Today, he added, the search for social justice is inspired “to an extent” by some of the achievements of the rule that was established by the 1952 revolution.

According to El-Shalk, the July revolution and Nasser “as the ultimate image of the national leader” offered the revolutionary forces of 25 January – more perhaps than the 30 June 'revolutionary' wave – what they were lacking: “leadership.”

“These youthful masses had no leader; they had the revolutionary resolve and the revolutionary energy for sure but they obviously lacked a leader and that was one key reason for the setback that the path of the January revolution suffered,” he said.

El-Shalk added that “this search for the leader, for the Nasser, was perhaps why so many people looked around and turned to El-Sisi and hoped that he would be the leader – the Nasser that was missed throughout the last three years.”

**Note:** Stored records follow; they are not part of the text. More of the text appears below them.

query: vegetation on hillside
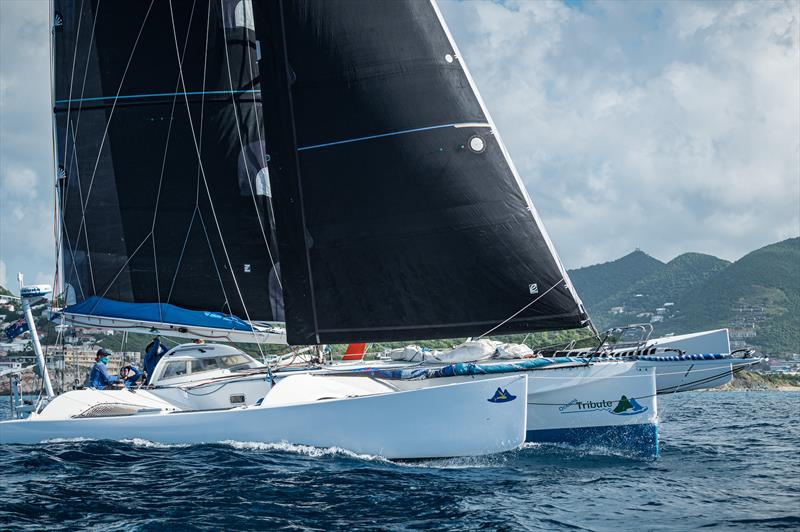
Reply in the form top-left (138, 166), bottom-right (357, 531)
top-left (594, 252), bottom-right (730, 316)
top-left (723, 370), bottom-right (800, 390)
top-left (568, 238), bottom-right (800, 355)
top-left (673, 238), bottom-right (799, 353)
top-left (569, 250), bottom-right (663, 305)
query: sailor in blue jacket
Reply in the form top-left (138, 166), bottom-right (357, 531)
top-left (120, 365), bottom-right (143, 389)
top-left (89, 348), bottom-right (120, 390)
top-left (143, 337), bottom-right (169, 384)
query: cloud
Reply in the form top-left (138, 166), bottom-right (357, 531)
top-left (0, 0), bottom-right (54, 291)
top-left (0, 0), bottom-right (797, 298)
top-left (2, 165), bottom-right (40, 200)
top-left (440, 0), bottom-right (800, 267)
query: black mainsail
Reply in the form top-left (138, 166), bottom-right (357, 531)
top-left (53, 0), bottom-right (283, 324)
top-left (254, 0), bottom-right (589, 344)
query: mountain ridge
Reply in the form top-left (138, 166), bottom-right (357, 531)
top-left (569, 250), bottom-right (664, 306)
top-left (567, 238), bottom-right (800, 355)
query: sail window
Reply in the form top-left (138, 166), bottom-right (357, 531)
top-left (468, 135), bottom-right (485, 153)
top-left (445, 54), bottom-right (454, 63)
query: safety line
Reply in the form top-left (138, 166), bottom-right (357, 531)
top-left (296, 122), bottom-right (490, 151)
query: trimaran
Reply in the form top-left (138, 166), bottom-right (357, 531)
top-left (0, 0), bottom-right (761, 457)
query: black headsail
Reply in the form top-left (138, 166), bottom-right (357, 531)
top-left (254, 0), bottom-right (589, 344)
top-left (53, 0), bottom-right (283, 322)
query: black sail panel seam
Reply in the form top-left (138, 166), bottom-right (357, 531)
top-left (275, 0), bottom-right (321, 343)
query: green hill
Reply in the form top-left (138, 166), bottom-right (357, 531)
top-left (567, 238), bottom-right (800, 355)
top-left (0, 284), bottom-right (14, 298)
top-left (591, 252), bottom-right (731, 325)
top-left (569, 250), bottom-right (664, 305)
top-left (671, 238), bottom-right (800, 353)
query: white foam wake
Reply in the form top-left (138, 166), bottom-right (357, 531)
top-left (119, 438), bottom-right (190, 449)
top-left (219, 440), bottom-right (391, 462)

The comparison between Nasser and El-Sisi, in terms of charisma, political shrewdness, popularity and regional and international posture is not something that El-Shalk is willing to dwell much on.

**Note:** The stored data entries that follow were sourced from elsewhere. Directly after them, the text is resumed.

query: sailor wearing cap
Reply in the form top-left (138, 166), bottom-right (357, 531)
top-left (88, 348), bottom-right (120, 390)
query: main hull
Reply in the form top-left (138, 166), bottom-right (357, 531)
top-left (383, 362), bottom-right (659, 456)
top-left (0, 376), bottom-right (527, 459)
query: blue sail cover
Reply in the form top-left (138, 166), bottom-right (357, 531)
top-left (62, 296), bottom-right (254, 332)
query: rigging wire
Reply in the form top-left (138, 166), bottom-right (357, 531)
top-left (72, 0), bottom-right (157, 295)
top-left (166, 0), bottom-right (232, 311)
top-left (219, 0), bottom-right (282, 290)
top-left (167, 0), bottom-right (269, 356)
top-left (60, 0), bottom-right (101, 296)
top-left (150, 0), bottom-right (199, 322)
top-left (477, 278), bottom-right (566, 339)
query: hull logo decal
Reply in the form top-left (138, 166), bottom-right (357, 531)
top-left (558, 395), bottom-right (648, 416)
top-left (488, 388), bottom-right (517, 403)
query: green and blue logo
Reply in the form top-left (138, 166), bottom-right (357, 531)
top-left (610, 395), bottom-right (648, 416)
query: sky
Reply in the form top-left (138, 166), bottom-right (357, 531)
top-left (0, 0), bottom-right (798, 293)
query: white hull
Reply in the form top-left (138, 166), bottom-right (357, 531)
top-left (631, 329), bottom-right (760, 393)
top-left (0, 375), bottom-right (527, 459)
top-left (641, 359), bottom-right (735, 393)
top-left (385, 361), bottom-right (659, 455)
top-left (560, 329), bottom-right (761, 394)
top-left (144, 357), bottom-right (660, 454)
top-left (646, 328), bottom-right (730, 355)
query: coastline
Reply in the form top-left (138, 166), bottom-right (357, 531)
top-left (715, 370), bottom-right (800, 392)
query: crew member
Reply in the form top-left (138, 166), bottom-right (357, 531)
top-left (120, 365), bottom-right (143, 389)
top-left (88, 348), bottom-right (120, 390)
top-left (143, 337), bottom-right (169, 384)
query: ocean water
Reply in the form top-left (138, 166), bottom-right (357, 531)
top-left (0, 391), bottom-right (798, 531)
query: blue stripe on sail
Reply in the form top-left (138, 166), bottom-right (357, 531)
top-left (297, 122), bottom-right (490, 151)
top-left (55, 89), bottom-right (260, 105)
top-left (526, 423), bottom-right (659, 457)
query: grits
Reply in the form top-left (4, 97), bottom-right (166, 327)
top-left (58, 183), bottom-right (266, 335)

“Listen, history does not repeat itself and while 1952 was meant to face up to the prevailing corruption of King Farouk, the 30 June revolutionary wave was meant to remove the rule of the Muslim Brotherhood that wanted to exclude everybody else,” El-Shalk argued.

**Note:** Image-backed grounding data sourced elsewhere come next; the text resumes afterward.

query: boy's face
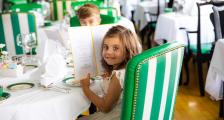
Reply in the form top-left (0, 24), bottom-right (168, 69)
top-left (79, 14), bottom-right (101, 26)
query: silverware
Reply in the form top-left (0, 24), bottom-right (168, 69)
top-left (41, 84), bottom-right (71, 94)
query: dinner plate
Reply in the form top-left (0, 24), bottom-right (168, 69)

He added that he is not in favour of the mood for over-stretching the comparison either between ‘June’ and ‘July’ or between Nasser and El-Sisi.

Then and now, he said, the people chose to entrust one particular leader with their hopes and expectations and to lend this one person their unlimited, “but not unconditional,” support.

“Nasser’s experience is still being debated and assessed – although many historians would argue that Nasser despite the mistakes and everything that came along with the rule, managed to more often than not live up to the expectations of the people,” El-Shalk argued. He added, “El-Sisi for his part is starting.”

One key mistake of the July/Nasser rule, according to El-Shalk, was the failure to introduce democracy or to observe the norms of liberties and rights.

This, he said, hurt the ‘tacit agreement’ that people and the army had ‘in an association’ about the future of Egypt

Acknowledging the “current challenges to the cause of democracy that we have seen for example with the law on the regulation of the right to demonstrate,” El-Shalk is not willing to “jump the gun and say that El-Sisi is walking the path of human rights violations... It is still too early to make such a disturbing statement,” he said.

Nor is this historian worried about the ‘June’ regime falling into the trap of over-antagonising the Muslim Brotherhood, with the social and political hiccups that come along, as was the case with the ‘July’ regime.

Nasser, he said, did not hold animosity toward the Muslim Brotherhood nor does El-Sisi. “Not per se – the fact of the matter is that the Muslim Brotherhood were at odds with the rule of Nasser and with the entire July experience as they are with the current regime, and actually with every single president, because they have one vision and one vision only for the rule of this country to which they accept no alternative.”

For the Muslim Brotherhood, El-Shalk said, the ‘June’ revolutionary wave was more of a shock than the July revolution.

El-Shalk argued, “with July the Muslim Brotherhood thought they could have a good share and then full control; they did the same with the January revolution – with June it was clear that the objective of the masses who filled the streets as with the chosen leader that it was an anti-Muslim Brotherhood movement.”